Hyperactivity came to be used as a criterion for diagnosing minimal brain damage, regardless of whether or not there was actually any physical evidence of brain damage (Lange et al., 2010). Laufer et al. suggested use of the term “hyperkinetic impulse disorder” in 1957, intending to apply it to children who displayed the symptoms of “minimal brain damage” but whose behavior did not appear to have a physical cause such as effects from encephalitis or head trauma (Lange et al., 2010). Others began to use terms such as “hyperkinetic syndrome” and “hyperactivity syndrome” to refer to the same disorder (Conrad & Potter, 2000; Palmer & Finger, 2001).

Over time, neurologists came to realize that in many instances hyperactive children did not actually have any brain damage at all, and that their behavior could not be credited simply to an injured or diseased brain (Lange et al., 2010; Palmer & Finger, 2001). Thus, in many cases the phrase “minimal brain damage” came to be replaced with “minimal brain dysfunction.” (Lange et al., 2010).

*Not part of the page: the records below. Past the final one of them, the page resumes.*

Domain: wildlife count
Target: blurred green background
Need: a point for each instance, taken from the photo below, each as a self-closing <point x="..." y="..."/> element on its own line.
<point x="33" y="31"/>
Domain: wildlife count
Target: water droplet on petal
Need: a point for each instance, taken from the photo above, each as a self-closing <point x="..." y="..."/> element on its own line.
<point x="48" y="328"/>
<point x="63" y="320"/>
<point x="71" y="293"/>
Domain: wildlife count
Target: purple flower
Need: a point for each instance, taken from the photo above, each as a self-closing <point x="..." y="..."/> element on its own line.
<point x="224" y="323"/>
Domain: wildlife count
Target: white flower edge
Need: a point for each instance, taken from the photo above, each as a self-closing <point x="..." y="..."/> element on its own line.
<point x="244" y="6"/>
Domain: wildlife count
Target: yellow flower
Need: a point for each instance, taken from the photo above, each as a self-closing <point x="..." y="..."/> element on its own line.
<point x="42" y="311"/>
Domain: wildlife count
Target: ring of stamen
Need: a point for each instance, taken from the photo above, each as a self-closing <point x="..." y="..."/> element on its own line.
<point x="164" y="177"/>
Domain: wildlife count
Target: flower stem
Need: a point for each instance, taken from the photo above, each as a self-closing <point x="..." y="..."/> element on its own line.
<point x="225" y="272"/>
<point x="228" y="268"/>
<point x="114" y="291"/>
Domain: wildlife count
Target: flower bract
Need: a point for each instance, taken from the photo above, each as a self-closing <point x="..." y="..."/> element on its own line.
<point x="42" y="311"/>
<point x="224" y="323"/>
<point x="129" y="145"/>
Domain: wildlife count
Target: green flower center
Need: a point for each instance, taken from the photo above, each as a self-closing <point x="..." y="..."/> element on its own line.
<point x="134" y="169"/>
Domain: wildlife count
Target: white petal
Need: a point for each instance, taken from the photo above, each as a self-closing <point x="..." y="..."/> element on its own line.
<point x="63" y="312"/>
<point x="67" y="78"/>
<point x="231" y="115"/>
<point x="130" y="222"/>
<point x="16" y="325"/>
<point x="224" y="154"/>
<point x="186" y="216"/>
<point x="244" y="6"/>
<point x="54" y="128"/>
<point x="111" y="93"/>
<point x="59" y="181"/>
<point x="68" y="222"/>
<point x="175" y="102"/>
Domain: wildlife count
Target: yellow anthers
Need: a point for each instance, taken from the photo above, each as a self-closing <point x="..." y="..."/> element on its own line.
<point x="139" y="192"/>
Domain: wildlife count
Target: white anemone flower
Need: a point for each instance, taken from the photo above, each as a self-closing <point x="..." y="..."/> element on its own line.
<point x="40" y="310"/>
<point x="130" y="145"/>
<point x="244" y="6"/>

A later study conducted by Menkes et al. (1967) examined “hyperkinetic” children with “minimal brain dysfunction,” whom they compared to Werner and Strauss’ brain-injured children. Individuals with minimal brain dysfunction were “hyperactive,” “easily distractible,” “emotionally labile,” “easily frustrated,” “impulsive,” and possessed “a short attention span” (Menkes et al., 1967). Note that the symptoms here are essentially the same as the ones found in minimal brain damage, but the label has changed to reflect a shift in terminology. However, prior to the 1970s, many of the terms described in this section were used interchangeably (Conrad & Potter, 2000) until hyperactivity/attention disorders came to be described in more specific ways (Lange et al., 2010).